Dendritic cells as effectors of mesenchymal stem cell therapy in lupus patientsPublished: June 12, 2019
A research study has uncovered the critical orchestrators of allogeneic UC-MSCs-mediated immunoregulation in systemic lupus erythematosus patients.
Mesenchymal stem cell (MSC) therapy has been used in the clinic for many diseases, however, the underlying therapeutic mechanism of its action has not been understood fully.
In the present study published in Nature Communications, Dr Lingyun Sun and team at Nanjing University Medical School (China) investigated the therapeutic mechanism through which umbilical cord (UC)-derived MSCs exhibited immunoregulatory function in systemic lupus erythematosus (SLE), an autoimmune disease characterized by activation of B and T lymphocytes.
The study showed that the number of peripheral tolerogenic dendritic cells CD1c+DCs, a subclass of DCs, and the levels of serum FLT3L were significantly decreased in SLE patients compared with healthy controls. Transplanting allogeneic UC-MSCs upregulated peripheral blood dendritic cells and serum FLT3L, implying that these could be two of the effectors through which MSCs exert their positive effect in lupus patients.

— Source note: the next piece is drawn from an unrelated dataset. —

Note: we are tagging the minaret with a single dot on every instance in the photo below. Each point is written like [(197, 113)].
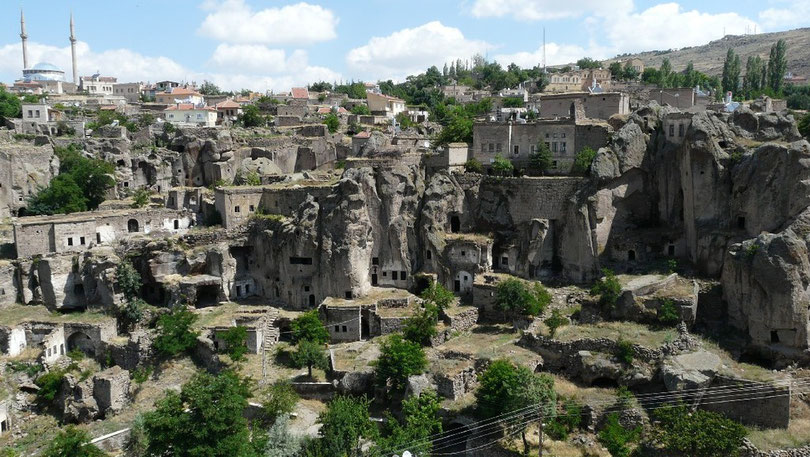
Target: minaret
[(73, 52), (24, 37)]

FLT3L on UC-MSCs bind to FLT3 on dendritic cells to promote proliferation and inhibit its apoptosis. Interestingly, by reducing FLT3L on MSCs with small interfering RNA abolished the upregulation of tolerogenic dendritic cells in lupus patients treated with MSCs.
In conclusion, the present study showed that UC-MSCs activated tolerogenic dendritic cells which in turn suppressed inflammation in lupus patients. These findings are crucial for MSC therapeutic applications in SLE.